- Dharkayn Geenyo Location in Somalia
- Coordinates: 8°00′20″N 46°59′38″E﻿ / ﻿8.0055°N 46.9939°E
- Country: Somalia

Population (2019)
- • Total: 4,000
- Time zone: UTC+3 (EAT)

= Dharkayn Geenyo =

Dharkayn Geenyo (Dharkayngeenyo, Darkeyn Genyo) is a town in the southern Sool region of Waqooyi Bari / North East State of Somalia.

==Overview==
It is located on the Doawlad Goboleedka Waqooyi Bari-Ethiopia border. Dharkayn Geenyo is a historical town, it was an important border post during the Siad Barre government period with one of the biggest Somali military bases. The town was the centre of clan skirmishes in 2016 and 2017.

Presently, the Doawlad Goboleedka Waqooyi Bari holds control over Darkayn Geenyo and was recently visited by a delegation led by President Abdikhadir Ahmed Aw-Ali on December 16, 2023.

==Demographics==
The town is primarily settled by the Dhulbahante clan, with the Abdi Garad sub-clan being well represented. In 2020, the Garad of the Abdi Garad-Qayad clan, Garaad Mukhtaar Garaad Cali Buraale was crowned in the town by the Garaad of the Dhulbahante, Garad Jama Garad Ali.

==Mayor==
- Siciid Warsame Cabdi

==History==
===Contemporary===
In the 1920s this area was named Dharkayn.

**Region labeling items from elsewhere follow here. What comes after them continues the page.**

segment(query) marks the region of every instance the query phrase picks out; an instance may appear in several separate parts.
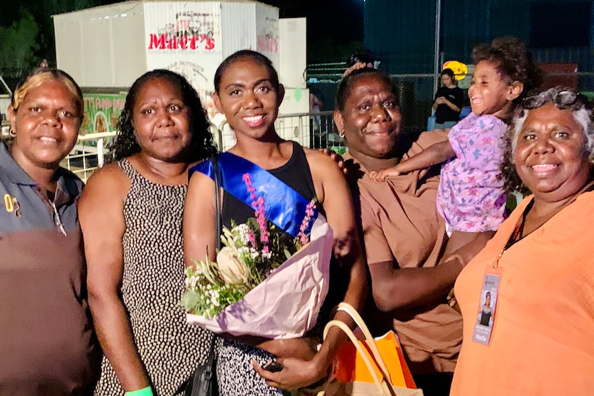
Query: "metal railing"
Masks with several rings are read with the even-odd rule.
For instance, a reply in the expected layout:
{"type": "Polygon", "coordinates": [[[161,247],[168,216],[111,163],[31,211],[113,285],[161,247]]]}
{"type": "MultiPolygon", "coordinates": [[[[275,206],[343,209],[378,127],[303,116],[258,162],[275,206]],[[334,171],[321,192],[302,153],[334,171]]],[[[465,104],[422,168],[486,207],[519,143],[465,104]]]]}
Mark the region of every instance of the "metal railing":
{"type": "MultiPolygon", "coordinates": [[[[279,115],[275,122],[276,132],[283,138],[295,140],[311,148],[329,147],[340,153],[345,151],[344,142],[338,136],[332,119],[332,112],[279,115]]],[[[214,141],[221,151],[235,144],[235,134],[226,122],[211,125],[214,141]]],[[[79,136],[72,151],[61,165],[86,183],[93,171],[103,165],[107,145],[116,132],[103,132],[79,136]]]]}
{"type": "Polygon", "coordinates": [[[62,166],[87,183],[93,171],[103,166],[107,144],[116,133],[79,135],[74,148],[64,158],[62,166]]]}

In a book published in England in 1951, Dharkayn Geenyo is listed under the name Darkein Genyo.

In January 1982, an officer relative of President Barre was murdered in Dharkayn Geenyo.

In July 1999, Garad Ali Burale Xasan Gaba'aweyte was installed as the new Garad (chief) of the Qayaad clan in Dharkayn Geenyo.

In October 2010, Qayaad chief Garad Ali Burale held a clan meeting in Dharkayn Geenyo to discuss the relationship with Somaliland and other issues.

In 2014, the clan conflict was rekindled in Dharkayn Geenyo, when the Khatumo State's military killed a militia member of the Qayaad clan. The conflict is said to have been agitated by the diaspora, which provided supplies and other support. It is also said that the intervention of the Puntland government, which tried to use the incident for political purposes, made the situation worse. In August 2015, a preliminary agreement was reached in settlement talks between the clans.

In April 2016, a clan struggle erupted again in Dharkayn Geenyo, killing 10 people. The Sool state government, at the behest of the Somaliland government, intervened in this struggle. The cause was an incident six months earlier in which 15 people were seriously injured when a settlement fell apart. In June, another clan war broke out, killing more than 20 people. The Somaliland government dispatched troops. Because of this incident, most of the inhabitants of Dharkayn Geenyo were evacuated to Las Anod. In July, the death toll stood at 52, and the Somaliland president called representatives of the Dharkayn Geenyo and Dhumay clans to the presidential palace to review the situation.

In November 2016, one person was injured in a dispute between the two clans in neighboring Las Anod, but the town of Dharkayn Geenyo remained peaceful.

In April 2017, a delegation from the Somaliland government visited Dharkayn Geenyo and met with Qayaad chief Gaaad Ali Burale and others.

In February 2018, Qayaad chief Garad Ali Burale died in Las Anod.

In March 2020, Garad Mukhtar Garad Ali Burale inaugurated the new Garad of the Qayaad clan in Dharkayn Geenyo. In conjunction with this, Somaliland's Minister of Information and Culture visited Dharkayn Geenyo for the groundbreaking ceremony of a $500,000 well. Also, one of the Dhulbahante clan elders garad mukhtaar garad Ali garad Buraale stated at this inauguration ceremony that Dharkayn Geenyo is not part of SSC Khaatumo STATE. Also present at the inauguration were elders from the Puntland-dominated region.

===SSC-Khatumo control===
In November 2020, a mine exploded in a village near Dharkayn Geenyo, killing three pastoralists. They are mines from the former Somalia- SSC khaatumo war and are sometimes exposed during the rainy season.

On the 22nd of March 2025, a delegation from the SSC-Khatumo admnistration led by officer Cabdisahal, including a minister of security, minister of inner affairs, and the Khatumo governor of Sool province, and the general of SSC-Khatumo established administrative duties in Dharkayn Geenyo.